Im August startet der einjährige Feldtest, sozusagen das Herzstück des Projekts. Als Versuchsort haben Sie Freiamt im Schwarzwald ausgesucht – so wie auch beim Vorgängerprojekt grid-control. Wie sind Sie ausgerechnet auf diesen 4000-Einwohner-Ort gekommen?

Exner: Freiamt ist einer der sonnenreichsten Orte in Baden-Württemberg. Die Bürgerinnen und Bürger sind der Energiewende gegenüber dort sehr offen eingestellt. Sie haben schon früh in Photovoltaik (PV)-Anlagen investiert. Die sieht man auf vielen Dächern von Einfamilienhäusern und landwirtschaftlichen Gebäuden, wie Scheunen. Damit produzieren die Einwohner ein Vielfaches der Energie, die sie verbrauchen. Die geographischen Voraussetzungen zur Öko-Strom-Erzeugung und das Mindset der Leute sind also perfekt.

Und wie haben Sie einige der Freiämter für den Feldtest gewinnen können? Wenige Monate nach dem Projektstart im November 2019 ist die Corona-Pandemie ausgebrochen. Unter den damit verbundenen erschwerten Bedingungen Leute zum Mitmachen zu bewegen, war bestimmt nicht so einfach, oder?

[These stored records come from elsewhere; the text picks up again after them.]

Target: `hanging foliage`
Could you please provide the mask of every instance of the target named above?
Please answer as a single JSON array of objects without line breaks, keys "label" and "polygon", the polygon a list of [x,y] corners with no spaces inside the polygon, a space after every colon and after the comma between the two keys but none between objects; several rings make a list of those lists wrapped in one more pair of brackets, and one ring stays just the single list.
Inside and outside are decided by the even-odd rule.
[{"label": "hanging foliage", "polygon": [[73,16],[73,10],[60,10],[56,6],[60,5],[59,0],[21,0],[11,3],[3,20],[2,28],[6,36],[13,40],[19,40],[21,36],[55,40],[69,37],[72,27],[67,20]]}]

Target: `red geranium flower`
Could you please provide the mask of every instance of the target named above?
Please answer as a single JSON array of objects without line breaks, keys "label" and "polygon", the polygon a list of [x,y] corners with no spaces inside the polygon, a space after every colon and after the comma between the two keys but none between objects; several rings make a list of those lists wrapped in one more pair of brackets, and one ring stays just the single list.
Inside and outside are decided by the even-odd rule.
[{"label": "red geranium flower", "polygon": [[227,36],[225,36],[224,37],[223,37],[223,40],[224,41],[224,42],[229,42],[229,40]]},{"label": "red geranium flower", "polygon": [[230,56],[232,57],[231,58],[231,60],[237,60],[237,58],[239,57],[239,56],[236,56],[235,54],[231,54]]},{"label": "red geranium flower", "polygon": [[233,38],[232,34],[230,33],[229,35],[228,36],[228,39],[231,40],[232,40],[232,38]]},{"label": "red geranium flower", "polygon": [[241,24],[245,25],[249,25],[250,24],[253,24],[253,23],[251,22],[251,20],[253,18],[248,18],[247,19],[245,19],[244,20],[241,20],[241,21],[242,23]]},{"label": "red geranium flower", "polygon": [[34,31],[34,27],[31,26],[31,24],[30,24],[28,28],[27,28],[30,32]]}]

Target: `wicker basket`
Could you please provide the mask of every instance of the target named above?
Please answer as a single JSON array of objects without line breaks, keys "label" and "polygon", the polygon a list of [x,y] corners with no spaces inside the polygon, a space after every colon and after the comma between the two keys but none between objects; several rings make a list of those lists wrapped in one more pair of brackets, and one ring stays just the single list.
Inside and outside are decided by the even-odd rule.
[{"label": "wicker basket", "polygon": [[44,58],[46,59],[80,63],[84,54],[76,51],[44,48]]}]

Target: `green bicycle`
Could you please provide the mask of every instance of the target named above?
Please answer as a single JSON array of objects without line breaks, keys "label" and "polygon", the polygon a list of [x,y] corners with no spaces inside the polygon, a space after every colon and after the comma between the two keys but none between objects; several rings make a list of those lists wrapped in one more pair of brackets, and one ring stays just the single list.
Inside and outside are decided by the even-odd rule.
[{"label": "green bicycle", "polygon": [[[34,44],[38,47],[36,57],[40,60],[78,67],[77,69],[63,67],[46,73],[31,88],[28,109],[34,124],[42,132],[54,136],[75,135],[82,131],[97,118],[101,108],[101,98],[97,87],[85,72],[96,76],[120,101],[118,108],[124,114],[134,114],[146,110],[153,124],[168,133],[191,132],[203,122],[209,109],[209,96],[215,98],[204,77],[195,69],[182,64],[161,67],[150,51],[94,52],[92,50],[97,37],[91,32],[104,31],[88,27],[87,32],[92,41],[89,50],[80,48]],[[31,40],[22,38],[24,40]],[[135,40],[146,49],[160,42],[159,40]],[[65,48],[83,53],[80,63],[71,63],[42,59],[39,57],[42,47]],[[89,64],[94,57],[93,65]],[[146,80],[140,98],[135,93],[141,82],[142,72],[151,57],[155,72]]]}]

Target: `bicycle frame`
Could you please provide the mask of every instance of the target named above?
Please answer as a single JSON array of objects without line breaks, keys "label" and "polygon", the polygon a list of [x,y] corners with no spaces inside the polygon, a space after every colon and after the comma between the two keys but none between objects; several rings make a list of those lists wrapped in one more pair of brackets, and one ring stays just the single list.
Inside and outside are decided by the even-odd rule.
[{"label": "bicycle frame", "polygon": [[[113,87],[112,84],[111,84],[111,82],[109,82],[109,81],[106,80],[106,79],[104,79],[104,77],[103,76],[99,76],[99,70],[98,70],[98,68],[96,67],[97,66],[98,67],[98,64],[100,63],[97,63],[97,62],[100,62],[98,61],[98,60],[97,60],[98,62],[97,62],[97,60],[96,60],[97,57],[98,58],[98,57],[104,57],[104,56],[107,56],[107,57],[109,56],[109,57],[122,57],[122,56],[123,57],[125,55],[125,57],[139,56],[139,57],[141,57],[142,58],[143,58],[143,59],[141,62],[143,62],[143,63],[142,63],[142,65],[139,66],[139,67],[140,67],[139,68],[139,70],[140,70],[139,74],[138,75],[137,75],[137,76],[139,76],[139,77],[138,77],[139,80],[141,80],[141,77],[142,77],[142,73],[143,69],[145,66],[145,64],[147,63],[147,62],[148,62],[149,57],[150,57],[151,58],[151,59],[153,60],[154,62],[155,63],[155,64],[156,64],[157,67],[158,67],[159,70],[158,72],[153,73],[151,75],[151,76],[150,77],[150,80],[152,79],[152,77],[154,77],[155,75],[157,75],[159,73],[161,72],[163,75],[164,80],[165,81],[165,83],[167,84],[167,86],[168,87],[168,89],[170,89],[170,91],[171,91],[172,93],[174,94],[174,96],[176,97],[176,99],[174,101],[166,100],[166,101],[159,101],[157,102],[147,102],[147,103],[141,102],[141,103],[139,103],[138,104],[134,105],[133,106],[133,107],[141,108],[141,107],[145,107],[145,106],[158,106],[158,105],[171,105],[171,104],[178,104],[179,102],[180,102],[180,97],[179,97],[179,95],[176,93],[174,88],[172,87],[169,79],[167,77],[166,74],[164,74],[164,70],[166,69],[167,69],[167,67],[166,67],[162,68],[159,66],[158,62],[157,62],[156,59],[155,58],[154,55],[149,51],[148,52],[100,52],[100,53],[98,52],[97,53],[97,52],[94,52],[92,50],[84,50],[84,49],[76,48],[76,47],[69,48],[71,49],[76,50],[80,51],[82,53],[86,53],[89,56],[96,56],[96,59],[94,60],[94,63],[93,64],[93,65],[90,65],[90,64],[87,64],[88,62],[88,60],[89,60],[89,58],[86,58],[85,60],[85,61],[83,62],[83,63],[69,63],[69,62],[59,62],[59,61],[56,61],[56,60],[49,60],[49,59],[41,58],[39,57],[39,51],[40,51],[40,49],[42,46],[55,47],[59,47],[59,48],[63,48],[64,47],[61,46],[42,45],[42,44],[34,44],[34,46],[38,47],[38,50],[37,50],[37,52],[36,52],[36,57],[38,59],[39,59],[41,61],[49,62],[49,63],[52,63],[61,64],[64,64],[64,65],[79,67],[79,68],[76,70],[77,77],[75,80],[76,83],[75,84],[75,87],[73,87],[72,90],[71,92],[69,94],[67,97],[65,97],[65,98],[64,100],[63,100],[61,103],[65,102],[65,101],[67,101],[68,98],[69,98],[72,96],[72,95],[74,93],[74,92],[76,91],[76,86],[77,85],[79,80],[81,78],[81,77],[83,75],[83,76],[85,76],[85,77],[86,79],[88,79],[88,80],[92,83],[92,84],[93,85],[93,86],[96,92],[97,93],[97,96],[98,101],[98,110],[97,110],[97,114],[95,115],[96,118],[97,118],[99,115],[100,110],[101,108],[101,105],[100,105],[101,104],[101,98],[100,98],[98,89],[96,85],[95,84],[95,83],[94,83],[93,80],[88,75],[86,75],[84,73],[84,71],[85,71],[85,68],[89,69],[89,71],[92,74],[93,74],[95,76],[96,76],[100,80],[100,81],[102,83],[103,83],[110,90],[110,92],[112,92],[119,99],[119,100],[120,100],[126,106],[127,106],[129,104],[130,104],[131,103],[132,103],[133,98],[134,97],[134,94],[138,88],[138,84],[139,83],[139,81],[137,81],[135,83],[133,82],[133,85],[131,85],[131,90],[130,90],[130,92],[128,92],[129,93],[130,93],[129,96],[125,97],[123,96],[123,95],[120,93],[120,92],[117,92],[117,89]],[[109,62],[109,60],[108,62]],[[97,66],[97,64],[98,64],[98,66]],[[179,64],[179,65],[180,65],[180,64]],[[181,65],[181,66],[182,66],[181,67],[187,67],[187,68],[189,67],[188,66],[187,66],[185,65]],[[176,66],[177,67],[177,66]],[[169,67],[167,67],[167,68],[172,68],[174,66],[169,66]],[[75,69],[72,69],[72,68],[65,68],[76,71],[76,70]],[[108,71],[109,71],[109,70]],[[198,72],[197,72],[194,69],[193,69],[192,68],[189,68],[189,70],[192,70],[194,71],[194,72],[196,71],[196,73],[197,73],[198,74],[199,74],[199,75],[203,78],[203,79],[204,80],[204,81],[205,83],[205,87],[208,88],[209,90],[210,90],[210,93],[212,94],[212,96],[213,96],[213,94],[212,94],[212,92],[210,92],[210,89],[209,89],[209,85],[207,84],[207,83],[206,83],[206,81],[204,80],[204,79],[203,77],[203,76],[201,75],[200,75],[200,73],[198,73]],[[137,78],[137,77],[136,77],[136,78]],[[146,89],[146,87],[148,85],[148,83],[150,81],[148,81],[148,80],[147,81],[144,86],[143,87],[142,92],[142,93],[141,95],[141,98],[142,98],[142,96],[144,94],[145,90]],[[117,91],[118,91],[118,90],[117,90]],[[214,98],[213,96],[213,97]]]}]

Corona war und ist ganz klar unsere größte Herausforderung. Wir konnten zum Beispiel keine größere Informationsveranstaltung vor Ort durchführen. Dadurch fehlte uns die Möglichkeit, direkt mit den Leuten ins Gespräch zu kommen. Und wie Sie sich vorstellen können, war die Motivation, nach einem anstrengenden, langen Arbeitstag im Homeoffice abends noch an unseren digitalen Info-Veranstaltungen teilzunehmen, weniger stark. Ein paar Anwohner haben sich dennoch reingeklickt. Weil wir auf diesem Weg aber nicht die große Masse erreicht haben, haben wir die Menschen dann stattdessen auf die ganz klassische Art und Weise kontaktiert – nämlich per Brief.

Quartierspeicher vor einem Einfamilienhaus in Freiamt
© Netze BW/ Andreas Martin
Das Forscherteam testet für ein besseres Netzengpassmanagement in Freiamt nicht nur Heimspeicher, sondern auch Quartierspeicher (links).

In Zeiten von Chatting und Sprachnachrichten scheinen Briefe wirklich oldschool. Wie haben die Adressaten darauf reagiert?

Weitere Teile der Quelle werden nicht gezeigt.